I increased my net worth by $68,330 from last year’s update and reached my annual goal of increase my net worth to $420,000, that’s a 17.8% increase from last year’s January 2016 update. I surpassed my goal of increasing my net worth by $32,500. If I include my pension contributions, my net worth is over $510,000, which means I am a half-a-millionaire! If I include the home value according to my municipality assessments (which apparently went up by 24% over last year) I will be over $660,000, which brings me much closer to my $1,000,000 net worth goal which I hope to reach within 7 years. It might actually be doable!
Hopefully this wonderful upswing will continue for 2017.
Okay, so here’s the breakdown for January 2017: $452,500 (+$13,670)
CASH: $61,700 (+10.9%)
- Once I deplete the cash in my non-registered account (yes, there is more cash in there) I will start moving this cash into investing accounts. It is nice to keep it here for an emergency fund anyway.
- I added up my chequing and savings accounts (High Interest Savings Account). I automatically deduct money from my chequing account and have it siphoned to the HISA account (paying yourself first)
- It’s down this month because I transferred $5500 cash into my TFSA in the first few days of January
- These are stocks that capture the “moment in time”, including unrealized gains or losses in my BMO Investorline and Questrade accounts.
RRSP: $66,960 (+3.4%)
- This includes the pre-authorized monthly contribution into my TD E-Series account, and a Questrade RRSP account.
I max out both my TFSA and RRSP (read my TFSA vs RRSP great debate over here)
- I’m not including my defined benefit pension contributions which is >$59,000
- I paid back the Home Buyers Plan for my down payment in 2013.
TFSA: $68,650 (+12%)
- Increase is mainly from the $5500 cash injected into the TFSA account, but the TSX has done remarkably well this year (17%!)
- It will be very exciting the day that my TFSA account reaches over $100,000.
- One of my to do tasks is to track my dividend payments in an excel spreadsheet
- Watch out for TFSA over contributions, guys, the CRA will get you for every last penny.
- I signed up for a Tax Free Trading Account with Questrade in 2009 and haven’t looked back!
- This is the approximate purchase value
- Am planning to rent it out in two years or sell it. I think am leaning more towards selling it.
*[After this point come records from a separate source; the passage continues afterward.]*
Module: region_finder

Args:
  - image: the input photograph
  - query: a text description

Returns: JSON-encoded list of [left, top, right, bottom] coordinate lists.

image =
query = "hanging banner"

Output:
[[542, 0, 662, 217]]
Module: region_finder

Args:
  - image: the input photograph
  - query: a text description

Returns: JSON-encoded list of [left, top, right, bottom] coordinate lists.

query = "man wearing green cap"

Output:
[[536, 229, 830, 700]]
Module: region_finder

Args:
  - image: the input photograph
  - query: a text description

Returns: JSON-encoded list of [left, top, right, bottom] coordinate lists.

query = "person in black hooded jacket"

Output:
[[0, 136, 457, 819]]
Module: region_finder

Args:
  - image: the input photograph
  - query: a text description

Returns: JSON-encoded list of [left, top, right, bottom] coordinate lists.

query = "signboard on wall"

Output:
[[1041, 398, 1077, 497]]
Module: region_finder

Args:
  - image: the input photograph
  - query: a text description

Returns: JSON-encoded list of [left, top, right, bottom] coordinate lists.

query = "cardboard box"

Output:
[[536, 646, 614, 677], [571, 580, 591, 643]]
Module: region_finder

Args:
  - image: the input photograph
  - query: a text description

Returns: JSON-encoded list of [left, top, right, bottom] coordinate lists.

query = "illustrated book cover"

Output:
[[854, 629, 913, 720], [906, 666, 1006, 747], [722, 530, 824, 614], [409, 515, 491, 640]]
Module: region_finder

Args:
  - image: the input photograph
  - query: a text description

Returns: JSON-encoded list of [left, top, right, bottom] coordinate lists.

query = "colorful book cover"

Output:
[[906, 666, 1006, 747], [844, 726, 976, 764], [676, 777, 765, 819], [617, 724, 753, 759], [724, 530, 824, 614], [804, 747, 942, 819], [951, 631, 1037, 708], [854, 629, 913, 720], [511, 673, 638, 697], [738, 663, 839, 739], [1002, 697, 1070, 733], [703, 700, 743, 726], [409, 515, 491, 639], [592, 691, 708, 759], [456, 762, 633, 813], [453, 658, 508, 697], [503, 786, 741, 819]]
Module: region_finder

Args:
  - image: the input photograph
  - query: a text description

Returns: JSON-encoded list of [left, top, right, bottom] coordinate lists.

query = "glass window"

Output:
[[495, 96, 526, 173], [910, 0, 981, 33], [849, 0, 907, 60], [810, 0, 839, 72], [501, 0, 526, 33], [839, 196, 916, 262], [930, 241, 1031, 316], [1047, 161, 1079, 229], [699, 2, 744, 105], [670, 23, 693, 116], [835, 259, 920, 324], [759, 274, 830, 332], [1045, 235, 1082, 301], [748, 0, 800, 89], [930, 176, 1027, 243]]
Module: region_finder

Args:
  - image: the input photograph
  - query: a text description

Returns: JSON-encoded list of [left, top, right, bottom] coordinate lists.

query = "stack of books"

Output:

- I don’t use the municipal assessed value, but if I did, my net worth would increase by $150,000!
CAR: $15,625 (0.0%)
- I updated it for 2016-2017 with the Canadian Black Book price, will update it again in July 2017 with the depreciated price
Credit Cards: -$640
- I just have my MBNA Rewards World Elite® Mastercard® right now as I cancelled the other cards… I’ll be looking for more cards again with the goal of travel hacking my way to trips.
- I use Mint.com account but I only added my credit card (this is helping a bunch so that I can keep track of my spending)
- I’ve redeemed $250 for 2016 so far with my MBNA Rewards World Elite® Mastercard®
- I pay off my full amount every month (and folks, it’s VERY important you do so otherwise you’re losing out on a 19% return!) but include it in my net worth update so I have an accurate picture of my actual net worth. I sort of think “If I were to sell everything right now, what would my net worth be?” I guess I shouldn’t put it in the liabilities column since i pay it off regularly, BUT in mint.com it’s under the liability column so I’ll do the same.
Mortgage: $115,180 (-1.2%)
- I pay an extra mortgage payment a month
- I usually put $20,000 annually on top of the extra mortgage payment per month but haven’t decided what I’m going to do this year, I will probably not put in $20,000 so I have more liquidity
- My intent is to rent it out in a little while (see above). In order to offset future rental income, I chose to acquire a mortgage instead of paying for the majority of the condo, and would rather not put all my eggs in one basket (e.g. real estate).